The Corcoran Group recently released our Manhattan and Brooklyn Rental Market Analysis for August 2020. Renters in New York continue to experience comparatively favorable conditions, both in terms of value and choice.

During the month, overall Manhattan rents declined year-over-year, most notably for studio and one-bedroom homes. Pricing for these apartment types fell 9% and 11% respectively since August 2019.

Across the East River in Brooklyn, rents were down across the board when compared to last year. However, rentals in the borough experienced the most substantial declines in the two- and three-bedroom market. Two-bedroom rents fell 11%, while the discount hit 18% for three-bedroom units.
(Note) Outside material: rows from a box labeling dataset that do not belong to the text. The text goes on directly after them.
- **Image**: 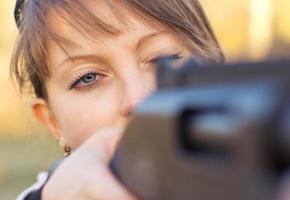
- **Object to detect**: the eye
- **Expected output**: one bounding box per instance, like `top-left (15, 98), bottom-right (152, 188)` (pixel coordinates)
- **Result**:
top-left (68, 72), bottom-right (105, 90)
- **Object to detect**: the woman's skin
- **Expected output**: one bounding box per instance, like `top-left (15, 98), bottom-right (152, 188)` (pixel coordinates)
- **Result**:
top-left (32, 1), bottom-right (190, 200)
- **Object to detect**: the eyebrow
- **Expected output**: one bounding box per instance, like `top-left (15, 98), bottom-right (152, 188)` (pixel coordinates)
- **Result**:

The vacancy rate has now topped 4%, reaching a new record — since at least the year 2007, when we began tracking this statistic. In August 2020, 4.19% of apartments were vacant, compared to 3.52% in July, and 1.17% last August.

When examining concessions, a full 50% of rental transactions brokered by The Corcoran Group offered a free month’s rent and/or payment of the broker fee to entice new tenants in August 2020 — up slightly from 48% in July.

Additional relevant findings of the August 2020 Corcoran rental report are outlined below.

  • In August 2020, the average monthly rental price for a Manhattan studio was $2,265. For one-bedroom homes, the average was $2,900.  For two-bedrooms, the average rent was $4,012. Finally, the average three-bedroom apartment rented for $6,006.

Brooklyn studio apartments (in the 14 neighborhoods studied) rented for $2,426 per month on average. For Brooklyn one-bedrooms, the average rent was $2,902 — while rents for two- and three-bedrooms clocked in at $3,755 and $4,532 respectively.

  • The most expensive Manhattan neighborhood for renters in August was the West Village with a median rent of $3,550.  Midtown East was the second-priciest area — with a median rent of $3,544. Please note, due to limited activity, SoHo/TriBeCa and The Financial District/Battery Park City were not included in this month’s analysis.

For Brooklyn, DUMBO was the most expensive neighborhood in August with a median rent of $4,425 — followed by Boerum Hill, which had a median rent of $3,545 per month.

  • With a vacancy rate of 3.23%, the Financial District/Battery Park City was the Manhattan neighborhood with the least inventory in August 2020, followed by Murray Hill at 3.44%.  On the other end of the spectrum, the vacancy rate was highest in the East Village (at 7.12%) and Midtown East (at 5.17%).